Ведь русский путь — это пространственная экспансия. И чем больше сжимается наша территория, чем глубже вытесняют нас на север Евразии, чем ближе западные границы к Москве — а они уже под Смоленском, как четыреста лет назад, чем неотвратимее американо-европейский

«Drang nach Osten»,

хоть и в бархатном либеральном,

soft

-варианте, тем прочнее и яростнее («пусть ярость благородная…») станут наша духовная красота, наше духовное одиночество и избранничество…

Я не ёрничаю. Не посмеиваюсь. Мной владеет предчувствие неотвратимых испытаний, которые ждут нас. Властно-передельный социум без «материи» для передела и энергии для власти, в съеживающемся пространстве, на положении

de facto

мирового изгоя, «больного человека», о котором все хотят побыстрее забыть, но — с мощной имперской памятью, напряженной и живой универсалистской духовностью, уязвленной гордостью и гордыней, — что сотворит он, на какие деяния подвигнется, как будет искать путь выхода из исторического тупика? Немощный, больной, бедный, привыкший к унижению и величию, подобострастию и поучению, извечной вторичности («все» заимствовано) и высокомерному первородству, универсалистский и самодостаточный, — что скажет мой русский мир в ближайшие годы себе и другим?

Боюсь: все то же. Что и всегда. Подтверждением этому моему опасению являются и Ленин, остающийся центральной и смыслообразующей величиной нашей культуры, несмотря ни на что, несмотря на титаническое усилие Солженицына (вы этого еще не поняли? вы полагаете: Ленин спекся? вы наивно повторяете: «Пушкин — наше всё»? — о, если бы это было так…); и выборы 26 марта 2000 г. — с передачей власти, «Единством», информационным киллерством, единством единственного претендента-наследника и народа, и мы все, привычно и покорно готовые снова раболепствовать, дрожать от страха, иметь в виду «прослушку» телефонов, понижать голос, обсуждая «политику», издеваться над неудачливыми «демократами» и «реформаторами», презрительно и лукаво насмехаться над постаревшими диссидентами…

Так что же?

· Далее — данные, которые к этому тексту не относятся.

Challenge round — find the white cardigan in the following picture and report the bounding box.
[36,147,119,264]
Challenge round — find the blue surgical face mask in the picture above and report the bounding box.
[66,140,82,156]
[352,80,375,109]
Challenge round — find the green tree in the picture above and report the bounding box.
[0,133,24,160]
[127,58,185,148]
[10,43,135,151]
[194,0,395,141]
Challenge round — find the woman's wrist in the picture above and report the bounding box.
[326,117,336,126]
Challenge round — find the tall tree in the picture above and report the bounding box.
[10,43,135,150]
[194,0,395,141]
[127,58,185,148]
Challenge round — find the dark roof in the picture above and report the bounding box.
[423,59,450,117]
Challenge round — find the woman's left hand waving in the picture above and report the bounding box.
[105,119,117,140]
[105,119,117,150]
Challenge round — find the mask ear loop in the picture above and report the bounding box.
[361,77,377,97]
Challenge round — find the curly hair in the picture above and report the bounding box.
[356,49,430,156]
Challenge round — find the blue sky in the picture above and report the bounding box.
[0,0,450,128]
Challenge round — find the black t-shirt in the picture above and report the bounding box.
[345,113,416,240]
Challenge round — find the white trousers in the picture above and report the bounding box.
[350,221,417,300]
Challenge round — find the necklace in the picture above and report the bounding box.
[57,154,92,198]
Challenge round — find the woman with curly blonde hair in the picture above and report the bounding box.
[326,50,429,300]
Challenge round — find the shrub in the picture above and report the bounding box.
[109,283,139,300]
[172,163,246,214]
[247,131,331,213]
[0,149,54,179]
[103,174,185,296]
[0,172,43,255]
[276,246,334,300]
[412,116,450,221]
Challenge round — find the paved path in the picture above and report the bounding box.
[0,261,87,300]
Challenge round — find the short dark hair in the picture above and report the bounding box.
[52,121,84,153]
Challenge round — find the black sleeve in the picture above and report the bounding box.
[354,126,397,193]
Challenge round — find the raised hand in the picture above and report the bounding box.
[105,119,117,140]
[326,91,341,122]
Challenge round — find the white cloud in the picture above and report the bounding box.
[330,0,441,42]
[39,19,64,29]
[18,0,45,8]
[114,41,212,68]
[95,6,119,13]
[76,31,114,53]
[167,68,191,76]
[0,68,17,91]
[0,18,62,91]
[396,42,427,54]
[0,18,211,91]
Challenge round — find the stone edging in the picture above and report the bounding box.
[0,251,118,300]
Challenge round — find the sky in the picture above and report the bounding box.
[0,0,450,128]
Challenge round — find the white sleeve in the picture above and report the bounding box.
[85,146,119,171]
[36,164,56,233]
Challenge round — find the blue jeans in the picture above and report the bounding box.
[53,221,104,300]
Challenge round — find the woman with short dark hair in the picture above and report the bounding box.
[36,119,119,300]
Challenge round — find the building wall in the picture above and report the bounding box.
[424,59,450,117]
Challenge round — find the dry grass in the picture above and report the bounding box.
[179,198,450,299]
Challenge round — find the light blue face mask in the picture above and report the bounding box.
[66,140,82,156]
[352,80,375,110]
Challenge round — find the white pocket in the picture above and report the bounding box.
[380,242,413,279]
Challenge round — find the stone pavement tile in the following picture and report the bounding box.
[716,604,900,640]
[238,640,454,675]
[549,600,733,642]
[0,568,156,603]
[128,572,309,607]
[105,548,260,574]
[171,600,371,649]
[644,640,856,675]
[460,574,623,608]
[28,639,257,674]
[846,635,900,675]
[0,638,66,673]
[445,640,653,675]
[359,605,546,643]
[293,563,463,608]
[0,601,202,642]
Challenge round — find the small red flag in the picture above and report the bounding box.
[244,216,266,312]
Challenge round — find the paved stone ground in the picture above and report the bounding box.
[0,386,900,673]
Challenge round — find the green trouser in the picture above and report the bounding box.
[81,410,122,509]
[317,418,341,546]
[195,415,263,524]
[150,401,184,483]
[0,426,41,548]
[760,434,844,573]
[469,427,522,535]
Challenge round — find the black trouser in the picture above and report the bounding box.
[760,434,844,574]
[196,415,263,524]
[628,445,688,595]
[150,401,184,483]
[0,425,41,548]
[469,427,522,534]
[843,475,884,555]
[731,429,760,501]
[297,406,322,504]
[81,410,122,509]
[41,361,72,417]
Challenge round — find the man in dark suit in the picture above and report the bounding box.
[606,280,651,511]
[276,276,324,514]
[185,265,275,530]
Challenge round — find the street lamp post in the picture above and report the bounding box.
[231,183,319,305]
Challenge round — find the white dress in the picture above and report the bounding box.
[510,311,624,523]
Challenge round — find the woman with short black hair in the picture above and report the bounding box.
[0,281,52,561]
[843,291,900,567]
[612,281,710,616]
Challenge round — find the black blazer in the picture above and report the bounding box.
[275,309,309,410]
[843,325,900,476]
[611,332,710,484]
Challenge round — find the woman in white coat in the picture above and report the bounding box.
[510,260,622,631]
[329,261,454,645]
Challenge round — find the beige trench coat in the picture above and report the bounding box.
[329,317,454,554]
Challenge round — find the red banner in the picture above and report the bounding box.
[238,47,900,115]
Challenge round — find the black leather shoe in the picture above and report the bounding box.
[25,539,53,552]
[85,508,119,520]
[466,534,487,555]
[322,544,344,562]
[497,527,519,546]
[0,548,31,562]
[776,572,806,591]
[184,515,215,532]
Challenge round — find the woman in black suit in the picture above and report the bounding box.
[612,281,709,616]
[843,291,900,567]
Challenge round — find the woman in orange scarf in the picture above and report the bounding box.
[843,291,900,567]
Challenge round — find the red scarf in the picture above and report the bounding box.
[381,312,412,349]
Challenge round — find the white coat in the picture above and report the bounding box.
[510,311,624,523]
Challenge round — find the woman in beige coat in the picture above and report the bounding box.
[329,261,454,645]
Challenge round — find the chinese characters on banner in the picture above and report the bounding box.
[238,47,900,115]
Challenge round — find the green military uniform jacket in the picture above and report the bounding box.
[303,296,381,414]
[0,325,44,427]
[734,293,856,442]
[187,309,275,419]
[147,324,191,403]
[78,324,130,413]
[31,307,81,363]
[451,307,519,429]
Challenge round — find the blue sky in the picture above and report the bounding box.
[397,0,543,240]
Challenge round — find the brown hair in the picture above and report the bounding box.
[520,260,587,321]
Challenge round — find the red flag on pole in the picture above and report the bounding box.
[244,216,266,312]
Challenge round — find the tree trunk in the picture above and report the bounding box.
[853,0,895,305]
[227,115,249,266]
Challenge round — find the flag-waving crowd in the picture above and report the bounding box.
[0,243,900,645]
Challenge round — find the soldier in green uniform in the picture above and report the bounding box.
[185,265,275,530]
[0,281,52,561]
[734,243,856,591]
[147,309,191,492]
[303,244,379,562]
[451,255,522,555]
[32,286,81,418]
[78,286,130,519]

Отрекаться от нашего XX века? С ужасом, омерзением, страхом бежать его руин (Россия всегда строит только руины, по слову П.Н. Милюкова)? Чур меня, чур меня.

И в особенности проклятое коммунистическое прошлое. Все эти бесконечные гулаги и коллективизации, чистки и зачистки, войны и ненависть. Забыть, отвернуться, попытаться всё начать заново. Учиться и подражать более успешным и удачливым народам…

Да, нет. Никогда. Никогда не только не отворачиваться и не отвергать этот бесценный опыт, это воспитание — смертью и страхом — души, эти незнакомые никому, кроме нас, отчаяние и безнадежность. Напротив, именно на этом знании строить настоящее и будущее. Когда все потеряно. Когда нет никаких надежд и реальных ресурсов. Когда мир устраивается на какой-то неведомый нам лад и мы этому миру не нужны. Даже мешаем не очень. Когда История, кажется, забыла о нас … Вот это и есть лучшее положение для старта.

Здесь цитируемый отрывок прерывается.